Il progetto di ricerca si è protratto per oltre due anni e ha previsto una campagna di campionamento meticolosa. Gli scienziati hanno raccolto campioni di acqua, sedimento e, soprattutto, esemplari di diverse specie ittiche e di invertebrati che popolano l’area, un santuario della biodiversità marina. Le analisi di laboratorio, condotte con tecniche spettroscopiche avanzate, hanno permesso di identificare e quantificare la presenza di polimeri sintetici nei tessuti degli organismi.
I dati emersi sono allarmanti. Quasi il 90% dei pesci analizzati, appartenenti a specie di interesse commerciale come il nasello e la triglia, conteneva frammenti di plastica nel tratto gastrointestinale. I polimeri più comuni sono risultati essere il polietilene (PE), utilizzato per imballaggi e sacchetti, e il polipropilene (PP), impiegato in innumerevoli prodotti di uso quotidiano. La concentrazione media ha superato i 15 frammenti per individuo, un dato che segnala un’esposizione cronica e diffusa all’inquinamento.

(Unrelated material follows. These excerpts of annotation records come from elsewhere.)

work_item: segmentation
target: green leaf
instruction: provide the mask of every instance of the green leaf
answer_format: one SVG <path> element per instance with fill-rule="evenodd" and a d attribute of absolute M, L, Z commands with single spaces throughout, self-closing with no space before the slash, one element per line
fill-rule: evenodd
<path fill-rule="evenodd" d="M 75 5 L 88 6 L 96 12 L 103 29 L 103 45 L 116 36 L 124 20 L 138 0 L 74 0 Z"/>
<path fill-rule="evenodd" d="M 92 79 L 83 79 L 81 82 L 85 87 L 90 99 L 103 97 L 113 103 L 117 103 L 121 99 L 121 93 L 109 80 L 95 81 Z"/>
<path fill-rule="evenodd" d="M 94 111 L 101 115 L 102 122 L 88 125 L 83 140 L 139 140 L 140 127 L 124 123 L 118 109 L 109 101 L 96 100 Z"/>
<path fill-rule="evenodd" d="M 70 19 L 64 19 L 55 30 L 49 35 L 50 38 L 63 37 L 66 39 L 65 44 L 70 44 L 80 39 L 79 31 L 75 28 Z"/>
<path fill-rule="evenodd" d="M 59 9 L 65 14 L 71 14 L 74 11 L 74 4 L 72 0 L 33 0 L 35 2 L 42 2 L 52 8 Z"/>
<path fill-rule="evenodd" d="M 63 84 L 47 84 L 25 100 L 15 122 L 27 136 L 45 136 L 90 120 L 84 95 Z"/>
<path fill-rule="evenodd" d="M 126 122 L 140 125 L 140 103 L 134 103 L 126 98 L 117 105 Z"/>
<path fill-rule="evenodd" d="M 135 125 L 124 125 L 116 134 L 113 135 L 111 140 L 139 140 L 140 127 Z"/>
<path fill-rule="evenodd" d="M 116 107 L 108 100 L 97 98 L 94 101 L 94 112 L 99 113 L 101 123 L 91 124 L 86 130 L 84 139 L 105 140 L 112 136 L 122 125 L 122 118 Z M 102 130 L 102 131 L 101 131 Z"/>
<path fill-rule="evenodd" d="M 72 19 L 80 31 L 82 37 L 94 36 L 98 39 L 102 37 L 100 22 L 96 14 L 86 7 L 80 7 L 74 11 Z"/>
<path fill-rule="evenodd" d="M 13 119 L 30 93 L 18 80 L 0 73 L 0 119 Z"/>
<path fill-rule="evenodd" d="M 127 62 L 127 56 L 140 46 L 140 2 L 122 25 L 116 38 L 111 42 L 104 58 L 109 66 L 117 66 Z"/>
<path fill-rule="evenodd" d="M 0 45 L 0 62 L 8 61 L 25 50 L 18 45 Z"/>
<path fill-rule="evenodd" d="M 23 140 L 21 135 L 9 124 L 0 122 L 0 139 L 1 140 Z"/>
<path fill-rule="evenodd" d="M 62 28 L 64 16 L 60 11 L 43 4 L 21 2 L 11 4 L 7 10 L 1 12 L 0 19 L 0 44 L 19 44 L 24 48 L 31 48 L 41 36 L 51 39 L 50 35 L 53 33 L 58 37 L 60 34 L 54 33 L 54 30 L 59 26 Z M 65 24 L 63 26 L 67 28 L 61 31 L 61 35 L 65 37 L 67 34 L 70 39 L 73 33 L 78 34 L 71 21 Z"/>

Le conseguenze per la fauna sono gravi e multiformi. L’ingestione di queste particelle può causare blocchi intestinali, infiammazioni croniche, stress ossidativo e alterazioni del sistema endocrino, compromettendo la capacità riproduttiva e la sopravvivenza stessa degli animali. Questo fenomeno, noto come bioaccumulo, minaccia di risalire la catena alimentare, mettendo a rischio i predatori superiori, inclusi mammiferi marini come delfini e balene che frequentano queste acque, e gli uccelli marini.

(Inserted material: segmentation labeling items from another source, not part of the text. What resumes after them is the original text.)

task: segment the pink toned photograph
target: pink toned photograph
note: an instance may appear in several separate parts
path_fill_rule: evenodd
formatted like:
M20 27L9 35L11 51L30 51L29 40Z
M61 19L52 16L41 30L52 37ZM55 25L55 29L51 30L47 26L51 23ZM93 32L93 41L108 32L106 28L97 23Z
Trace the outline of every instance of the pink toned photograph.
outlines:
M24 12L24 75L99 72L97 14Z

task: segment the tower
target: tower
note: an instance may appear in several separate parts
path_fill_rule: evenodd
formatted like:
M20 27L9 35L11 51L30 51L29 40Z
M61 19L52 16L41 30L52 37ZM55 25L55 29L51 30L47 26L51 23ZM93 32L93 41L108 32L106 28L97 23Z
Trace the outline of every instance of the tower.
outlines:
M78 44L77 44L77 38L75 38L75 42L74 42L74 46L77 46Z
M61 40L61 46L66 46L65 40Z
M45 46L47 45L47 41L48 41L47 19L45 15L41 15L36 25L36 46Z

L’impatto non si limita all’ecosistema. Gli autori dello studio hanno sottolineato come la contaminazione della filiera ittica ponga interrogativi urgenti anche per la sicurezza alimentare umana. Sebbene la ricerca sui diretti effetti sulla nostra salute sia ancora in corso, il consumo di pesce contaminato rappresenta una via di esposizione a sostanze chimiche potenzialmente nocive, adsorbite sulla superficie delle microplastiche.

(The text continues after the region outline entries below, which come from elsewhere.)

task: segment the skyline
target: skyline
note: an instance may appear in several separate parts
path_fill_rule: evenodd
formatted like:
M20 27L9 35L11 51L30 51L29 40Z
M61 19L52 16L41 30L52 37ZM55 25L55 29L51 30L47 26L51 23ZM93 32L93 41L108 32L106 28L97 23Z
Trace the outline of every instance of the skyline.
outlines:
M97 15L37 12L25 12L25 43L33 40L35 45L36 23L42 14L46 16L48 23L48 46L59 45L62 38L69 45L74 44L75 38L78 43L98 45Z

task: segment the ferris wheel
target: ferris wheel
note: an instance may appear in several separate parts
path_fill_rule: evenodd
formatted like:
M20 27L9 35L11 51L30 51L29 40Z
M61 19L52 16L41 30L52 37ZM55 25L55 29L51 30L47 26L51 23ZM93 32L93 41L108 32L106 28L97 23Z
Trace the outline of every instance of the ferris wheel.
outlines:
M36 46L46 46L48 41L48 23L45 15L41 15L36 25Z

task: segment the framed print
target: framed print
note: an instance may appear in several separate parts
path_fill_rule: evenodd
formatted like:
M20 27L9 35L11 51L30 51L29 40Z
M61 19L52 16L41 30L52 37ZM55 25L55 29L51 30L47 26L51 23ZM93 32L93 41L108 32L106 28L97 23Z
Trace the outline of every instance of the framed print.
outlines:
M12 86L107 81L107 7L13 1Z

In conclusione, il gruppo di ricerca ha lanciato un appello vigoroso alle istituzioni nazionali ed europee. Sarà fondamentale implementare politiche più severe per la riduzione della produzione di plastica monouso e migliorare drasticamente i sistemi di raccolta e riciclo dei rifiuti. Senza un intervento immediato e coordinato, il patrimonio naturale del Mediterraneo rischia un danno irreversibile.